Health & Wellbeing Board Minutes

Wednesday, 27th January, 2021
2.00 p.m.
Microsoft Teams
Please note: all Minutes are subject to approval at the next Meeting

Attendance Details

Cllr Jim Beall(Chairman), Cllr Lisa Evans, Cllr Jacky Bright, Cllr Luke Frost, Cllr Lynn Hall, Cllr Mrs Ann McCoy, Martin Gray, Ann Workman, Fiona Adamson, Sarah Bowman - Abouna, Jon Carling, Alex Sinclair (Substitute for David Gallagher), Dominic Gardner, Barbara Bright (Substitute for Julie Gillon), Lisa Oldroyd, Natasha Judge (Substitute for Anne Sykes)
Michael Henderson, Mandy Mackinnon, Gareth Aungiers (SBC)
Apologies for absence:
David Gallagher, Julie Gillon, Sheila Lister, Anne Sykes
Item Description Decision
RESOLVED that the update and discussion be noted.
RESOLVED that the update and discussion be noted/ actioned, as appropriate.

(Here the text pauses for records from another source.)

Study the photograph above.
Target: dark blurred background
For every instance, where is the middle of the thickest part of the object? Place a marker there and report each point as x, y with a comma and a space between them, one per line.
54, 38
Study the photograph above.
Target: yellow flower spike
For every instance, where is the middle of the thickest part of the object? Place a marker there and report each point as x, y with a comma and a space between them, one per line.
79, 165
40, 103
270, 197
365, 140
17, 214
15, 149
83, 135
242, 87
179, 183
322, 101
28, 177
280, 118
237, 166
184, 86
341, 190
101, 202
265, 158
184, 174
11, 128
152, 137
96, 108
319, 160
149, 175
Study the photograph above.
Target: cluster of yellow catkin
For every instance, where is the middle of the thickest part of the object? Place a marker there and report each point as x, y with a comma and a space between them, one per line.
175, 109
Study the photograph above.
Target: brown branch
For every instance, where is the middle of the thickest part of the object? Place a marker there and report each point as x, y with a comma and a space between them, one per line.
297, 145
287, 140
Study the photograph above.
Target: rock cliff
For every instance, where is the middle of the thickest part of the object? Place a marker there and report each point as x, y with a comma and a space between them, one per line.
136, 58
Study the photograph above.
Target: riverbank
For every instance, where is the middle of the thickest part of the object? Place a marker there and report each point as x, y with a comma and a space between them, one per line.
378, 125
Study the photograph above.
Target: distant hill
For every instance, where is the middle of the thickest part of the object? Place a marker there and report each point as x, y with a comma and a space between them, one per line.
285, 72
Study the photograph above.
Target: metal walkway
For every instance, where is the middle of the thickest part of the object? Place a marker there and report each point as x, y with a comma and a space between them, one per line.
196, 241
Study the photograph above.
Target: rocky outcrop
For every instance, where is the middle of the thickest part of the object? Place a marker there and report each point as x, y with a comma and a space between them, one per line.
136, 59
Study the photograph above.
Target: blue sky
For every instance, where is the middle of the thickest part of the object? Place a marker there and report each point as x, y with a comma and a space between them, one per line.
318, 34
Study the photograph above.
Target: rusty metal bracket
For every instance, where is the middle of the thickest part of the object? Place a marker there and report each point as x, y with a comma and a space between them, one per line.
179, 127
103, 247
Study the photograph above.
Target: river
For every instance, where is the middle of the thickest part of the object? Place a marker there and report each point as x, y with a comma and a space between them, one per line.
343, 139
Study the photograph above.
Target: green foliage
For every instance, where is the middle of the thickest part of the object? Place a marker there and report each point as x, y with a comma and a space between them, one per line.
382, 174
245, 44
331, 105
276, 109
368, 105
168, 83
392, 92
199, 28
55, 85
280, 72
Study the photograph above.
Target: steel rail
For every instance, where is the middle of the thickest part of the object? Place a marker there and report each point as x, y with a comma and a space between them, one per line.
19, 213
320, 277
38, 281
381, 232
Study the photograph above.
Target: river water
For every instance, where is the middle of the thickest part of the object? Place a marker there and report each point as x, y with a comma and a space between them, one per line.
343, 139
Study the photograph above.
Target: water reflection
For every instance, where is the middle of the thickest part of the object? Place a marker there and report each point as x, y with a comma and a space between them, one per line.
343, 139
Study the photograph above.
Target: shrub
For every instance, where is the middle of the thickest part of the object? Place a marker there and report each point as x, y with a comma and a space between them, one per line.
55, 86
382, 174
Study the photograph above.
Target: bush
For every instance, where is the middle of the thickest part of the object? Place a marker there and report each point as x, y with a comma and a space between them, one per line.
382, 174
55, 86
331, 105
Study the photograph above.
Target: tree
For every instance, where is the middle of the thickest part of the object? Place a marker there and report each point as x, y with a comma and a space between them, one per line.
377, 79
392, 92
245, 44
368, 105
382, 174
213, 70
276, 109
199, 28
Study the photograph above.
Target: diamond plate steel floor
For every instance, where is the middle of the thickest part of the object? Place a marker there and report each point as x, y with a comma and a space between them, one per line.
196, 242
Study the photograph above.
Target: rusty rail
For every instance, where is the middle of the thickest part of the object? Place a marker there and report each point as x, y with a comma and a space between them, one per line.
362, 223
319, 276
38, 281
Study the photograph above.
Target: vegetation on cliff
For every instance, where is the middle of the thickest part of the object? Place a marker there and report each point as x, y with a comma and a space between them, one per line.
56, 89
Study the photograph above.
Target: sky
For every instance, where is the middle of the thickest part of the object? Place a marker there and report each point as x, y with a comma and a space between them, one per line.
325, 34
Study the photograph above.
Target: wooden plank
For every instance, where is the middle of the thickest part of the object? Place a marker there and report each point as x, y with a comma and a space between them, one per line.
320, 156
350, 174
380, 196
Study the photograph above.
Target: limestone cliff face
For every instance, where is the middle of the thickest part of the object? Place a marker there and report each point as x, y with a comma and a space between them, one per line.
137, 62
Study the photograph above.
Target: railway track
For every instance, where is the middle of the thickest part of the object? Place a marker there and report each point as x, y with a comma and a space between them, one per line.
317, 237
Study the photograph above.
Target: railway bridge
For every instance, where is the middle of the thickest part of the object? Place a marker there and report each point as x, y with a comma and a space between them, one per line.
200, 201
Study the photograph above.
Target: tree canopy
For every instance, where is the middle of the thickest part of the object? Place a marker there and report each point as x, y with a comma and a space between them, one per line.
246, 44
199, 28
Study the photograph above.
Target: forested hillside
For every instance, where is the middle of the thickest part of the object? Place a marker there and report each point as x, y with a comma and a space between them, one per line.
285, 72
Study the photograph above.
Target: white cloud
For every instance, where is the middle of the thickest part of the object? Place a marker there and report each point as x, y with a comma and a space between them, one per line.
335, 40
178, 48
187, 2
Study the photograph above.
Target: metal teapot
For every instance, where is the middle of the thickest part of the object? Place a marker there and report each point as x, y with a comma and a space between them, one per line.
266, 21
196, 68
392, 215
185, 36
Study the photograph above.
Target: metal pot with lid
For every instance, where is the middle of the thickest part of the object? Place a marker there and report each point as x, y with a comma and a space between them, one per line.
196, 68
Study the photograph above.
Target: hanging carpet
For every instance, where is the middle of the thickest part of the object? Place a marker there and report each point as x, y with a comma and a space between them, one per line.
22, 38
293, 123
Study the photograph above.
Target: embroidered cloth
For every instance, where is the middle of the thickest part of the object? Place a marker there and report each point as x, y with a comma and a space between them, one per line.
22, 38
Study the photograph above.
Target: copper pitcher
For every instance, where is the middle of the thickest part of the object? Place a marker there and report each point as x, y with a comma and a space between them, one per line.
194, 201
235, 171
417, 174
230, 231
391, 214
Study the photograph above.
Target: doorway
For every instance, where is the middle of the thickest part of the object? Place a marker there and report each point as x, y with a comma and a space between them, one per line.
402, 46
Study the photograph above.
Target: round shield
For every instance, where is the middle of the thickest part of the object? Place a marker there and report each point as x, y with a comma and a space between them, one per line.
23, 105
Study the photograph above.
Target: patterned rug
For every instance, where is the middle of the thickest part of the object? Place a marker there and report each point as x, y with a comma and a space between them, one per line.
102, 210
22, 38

1. the presentation be supported, and the discussion noted.

2. consideration be given to the development of a strategy/action plan.

3. further discussion be undertaken outside the meeting to agree when a progress report should be provided to the Board.
RESOLVED that the minutes be noted.
RESOLVED that the updates be noted.


Councillor Luke Frost declared a personal, non prejudicial interest in Item 6, relating to Domestic Abuse as he was a member of the Cleveland Fire Authority, which was referred to in the report.
The minutes of the meeting held on 23 December 2020 were confirmed as a correct record.
Members received an Outbreak Management Update presentation, which included data for the 7 days, ending 27 January 2021.

The Board noted some key points:

- The infection rate was reducing, slowly. This decrease was reflected across the region and many other parts of the country.
- 11 deaths, had occurred, which was a decrease from the previous week.
- There continued to be widespread transmission across the community, with no geographical hot spots, however, working age adults was the group with the highest number of cases.
- There was significant transmission within, and between, households.
- Despite the lockdown there continued to be outbreaks across all key settings, impact on care homes and significant pressures on hospitals.
- There was a range of response work being undertaken and approaches were being refreshed on an ongoing basis.
- National messages continued to be pushed, whilst developing local messages and campaigns.
- Behavioural insight work was being undertaken, across the region, to understand people’s perceptions and behaviours around Covid-19 and the vaccine.

Prevention and Response activity

- Members were reminded of the three community testing sites, in the Borough i.e. at Stockton Splash, Thornaby Pavilion and Billingham Forum as well as testing programmes focused on staffing groups.
- Community Champions Network was working with VCSE
- A letter had gone to all business reiterating their responsibilities in making sure Covid-19 safe practices were in place and offering support e.g. via Covid-19 Marshals.
- Work continued with educational settings, around testing, outbreaks etc. A letter recently went to parents thanking them for their support and asking them to continue to help with the measures.
- The Care Home Protection Group continued to meet, providing support to homes.
- Data flows, around vaccine uptake, was emerging across the health and care system. Much more data was needed before any meaningful conclusions could be drawn.
- Enhanced bereavement support was available, generally, and included staff within care home settings.


- It was considered that the predicted spike, after Christmas, had worked its way through the community and was now evident in the form of increased pressure on the NHS and care system.

- Lockdown had helped with infection rates but there were factors that meant rates were not dropping, as much as would have been hoped. Factors included more children being at school, than the first lockdown, and the characteristics of the new variant, which was easier to spread.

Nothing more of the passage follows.